The two randomised trials represent a major step forward in evidence-based treatment of asymptomatic AS. However, they do not close the debate. In the RECOVERY trial, AS was more severe than the usual criteria delineate, and the absence of symptoms was based on patient history without systematic exercise testing, while the AVATAR trial included patients with common definitions of severe AS and mandatory negative exercise testing. Primary endpoints were composite in both trials, and the decrease in all-cause mortality was significant only in the RECOVERY trial. The robustness of both trials is limited by the cumulative number of 302 patients and 51 primary events.

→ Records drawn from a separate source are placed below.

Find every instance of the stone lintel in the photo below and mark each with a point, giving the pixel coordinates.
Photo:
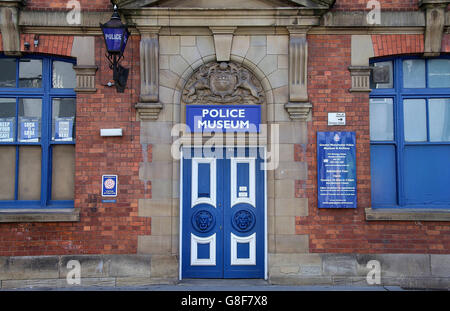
(383, 214)
(85, 78)
(15, 216)
(298, 111)
(148, 111)
(435, 11)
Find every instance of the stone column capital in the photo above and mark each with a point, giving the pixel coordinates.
(149, 31)
(12, 3)
(424, 4)
(226, 30)
(298, 30)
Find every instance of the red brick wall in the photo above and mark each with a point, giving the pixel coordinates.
(104, 228)
(347, 231)
(397, 44)
(53, 45)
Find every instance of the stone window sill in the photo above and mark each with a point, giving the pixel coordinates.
(45, 215)
(407, 214)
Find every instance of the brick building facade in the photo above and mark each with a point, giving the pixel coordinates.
(136, 238)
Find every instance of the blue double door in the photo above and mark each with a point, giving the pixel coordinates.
(223, 214)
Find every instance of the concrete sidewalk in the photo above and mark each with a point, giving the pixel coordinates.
(220, 285)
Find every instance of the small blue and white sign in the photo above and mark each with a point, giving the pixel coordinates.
(223, 118)
(6, 129)
(109, 185)
(29, 130)
(336, 169)
(63, 129)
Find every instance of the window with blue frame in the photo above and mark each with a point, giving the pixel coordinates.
(410, 134)
(37, 132)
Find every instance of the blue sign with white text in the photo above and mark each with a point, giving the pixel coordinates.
(109, 185)
(29, 130)
(223, 118)
(336, 169)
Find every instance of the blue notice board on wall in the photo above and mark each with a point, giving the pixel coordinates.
(109, 185)
(336, 169)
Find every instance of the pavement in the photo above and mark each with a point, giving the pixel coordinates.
(222, 285)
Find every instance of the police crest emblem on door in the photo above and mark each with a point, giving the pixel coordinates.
(223, 214)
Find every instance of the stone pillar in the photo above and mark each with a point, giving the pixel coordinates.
(362, 51)
(83, 49)
(435, 21)
(148, 107)
(9, 18)
(298, 106)
(223, 39)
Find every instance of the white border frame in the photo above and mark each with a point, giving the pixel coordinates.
(234, 240)
(195, 200)
(211, 240)
(251, 183)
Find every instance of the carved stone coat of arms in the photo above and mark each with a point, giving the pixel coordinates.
(223, 83)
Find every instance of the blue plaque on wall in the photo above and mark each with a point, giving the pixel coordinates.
(109, 185)
(223, 118)
(336, 169)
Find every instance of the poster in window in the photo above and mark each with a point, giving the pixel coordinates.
(63, 129)
(336, 166)
(6, 129)
(29, 130)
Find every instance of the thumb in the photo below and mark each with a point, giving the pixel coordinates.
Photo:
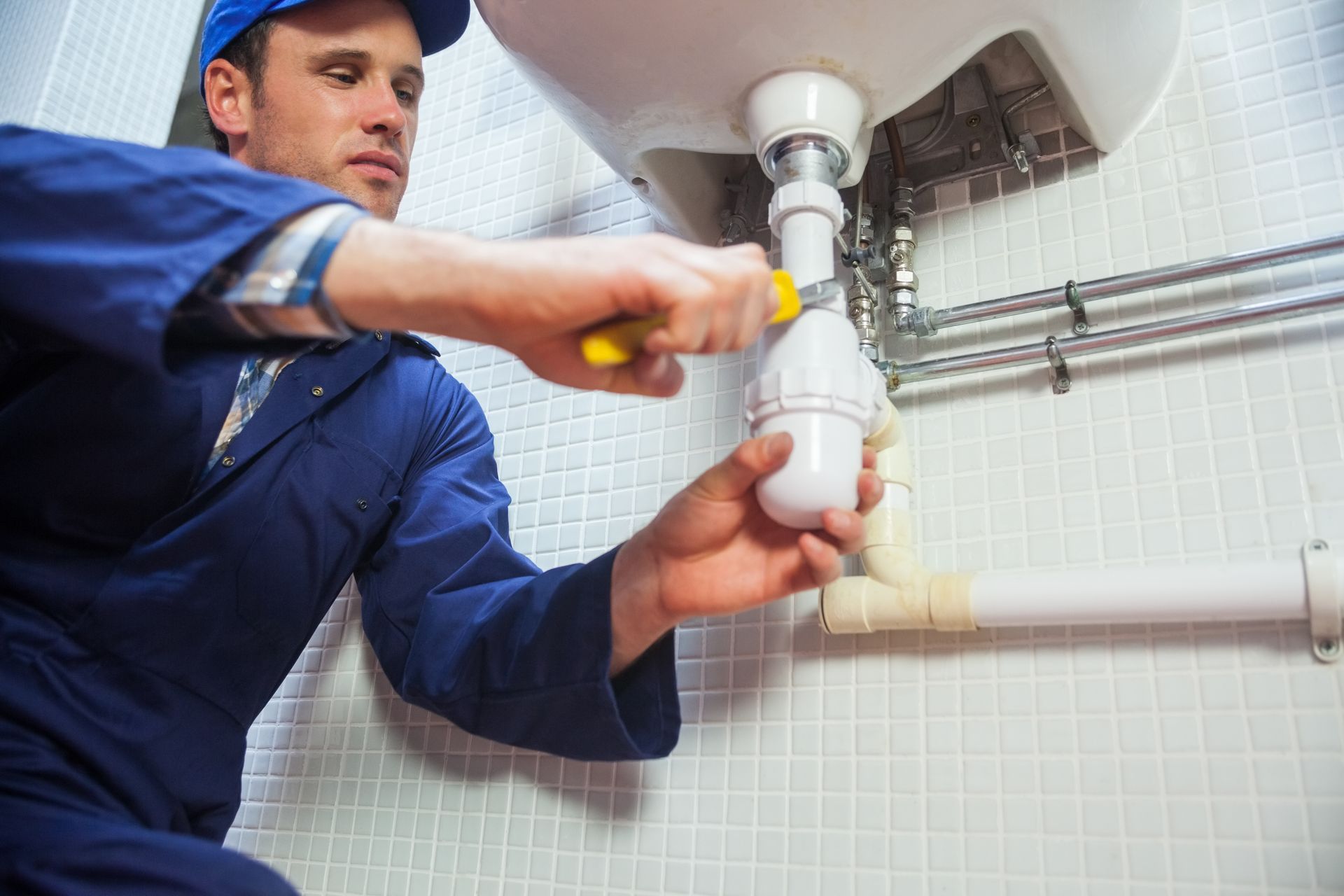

The results of the RECOVERY and AVATAR trials support early surgical aortic valve replacement in relatively young (mean age 64 and 67 years, respectively) and very low-risk patients (mean EuroSCORE II 0.9% in RECOVERY and mean Society of Thoracic Surgeons [STS] score 1.7% in AVATAR), who do not represent the majority of AS patients, even the asymptomatic ones. These findings cannot be translated to elderly patients due to the higher risk of procedural complications and the competing risks between AS prognosis and the impact of comorbidities and frailty.
In asymptomatic patients, TAVI is particularly attractive since a minimally invasive intervention seems more acceptable than surgery in patients who do not complain of any symptoms. The recent extension of indications for TAVI to low-risk patients provides the opportunity to consider TAVI in asymptomatic patients, who are frequently at low risk for surgery. However, performing TAVI at an earlier stage of AS leads to interventions in patients with longer life expectancies, and this raises concerns regarding the long-term consequences of TAVI. While paravalvular leak is now less frequent and less severe, the incidence of conduction disorders has not decreased with recent devices. Uncertainties remain on the long-term impact of coronary access and structural valve deterioration7. Present data on clinical and echocardiographic follow-up after TAVI are mostly limited to 5-8 years, mostly in octogenarians at increased risk for surgery, and cannot be extrapolated to asymptomatic patients with severe AS who do not present with the same features.
Despite recent trials supporting early intervention, it is not time to recommend TAVI in asymptomatic AS. The evidence supporting intervention in asymptomatic AS is currently limited to surgical aortic valve replacement in selected low-risk patients and cannot support unrestricted indications of TAVI in asymptomatic AS. The 20-year story of TAVI has been paved with a succession of randomised trials leading to a progressive extension of indications. We should not abandon this virtuous example and instead should wait for the results from ongoing trials before considering TAVI in asymptomatic AS.
Conflict of interest statement
B. Iung has no conflicts of interest to declare.